\(x<-4 \lor x > 3\)

We have the inequality \[x^2-12 > -x\] but first we solve the following equation: \(x^2-12 = -x \), that is \( x^2+x-12 =0\). We do this via the quadratic formula: \[\begin{aligned} x&=\frac{-1\pm \sqrt{(-1)^2-4 \cdot 1 \cdot -12}}{2}\\ \\ &=\frac{-1\pm \sqrt{49}}{2}\\ \\ &=\frac{-1\pm 7}{2}\end{aligned}\] So \[x=-4\quad \text{or}\quad x=3\] Now we explore where the inequality is true.
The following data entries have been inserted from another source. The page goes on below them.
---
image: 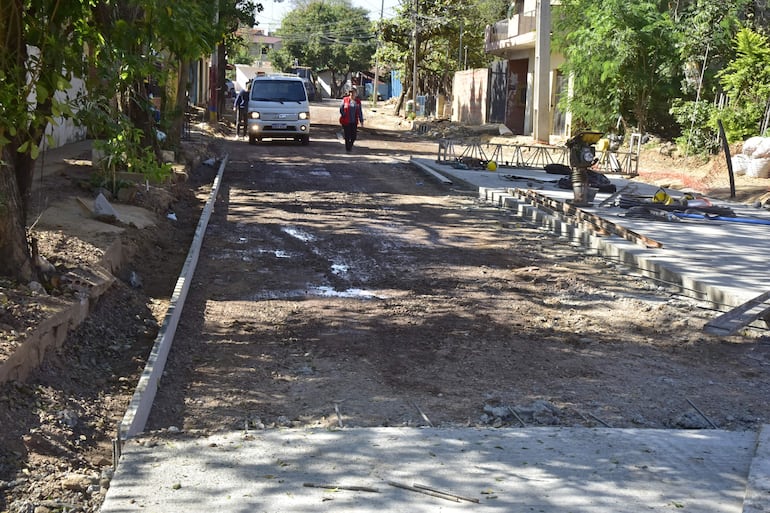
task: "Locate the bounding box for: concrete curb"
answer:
[409,157,453,185]
[114,155,229,438]
[479,187,756,307]
[743,424,770,513]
First we take a value \(x<-4\), say \(x=-6\). The value of the left-hand side of the inequality is then \[(-6)^2-12=24\] The value of the right-hand side is \[-1 \cdot -6=6\] So we have found for \(x<-4\) that \(x^2-12 > -x\).
Next we choose a value \(-4<x<3\), say \(x=-3\). The value of the left-hand side of the inequality is then \[(-3)^2-12=-3\] The value of the right-handside is \[-1\cdot -3=3\] So we have found for \(-4<x<3\) that \(x^2-12 < -x\).
Finally we choose a value \(x>3\), say \(x=4\). The value of the left-hand side of the inequality is then \[(4)^2-12=4\] The value of the right-hand side is \[-1 \cdot 4=-4\] So we have found for \(x>3\) that \(x^2-12>-x\).

So we can conclude that \[x^2-12 > -x\] when \(x<-4\) or \(x>3\).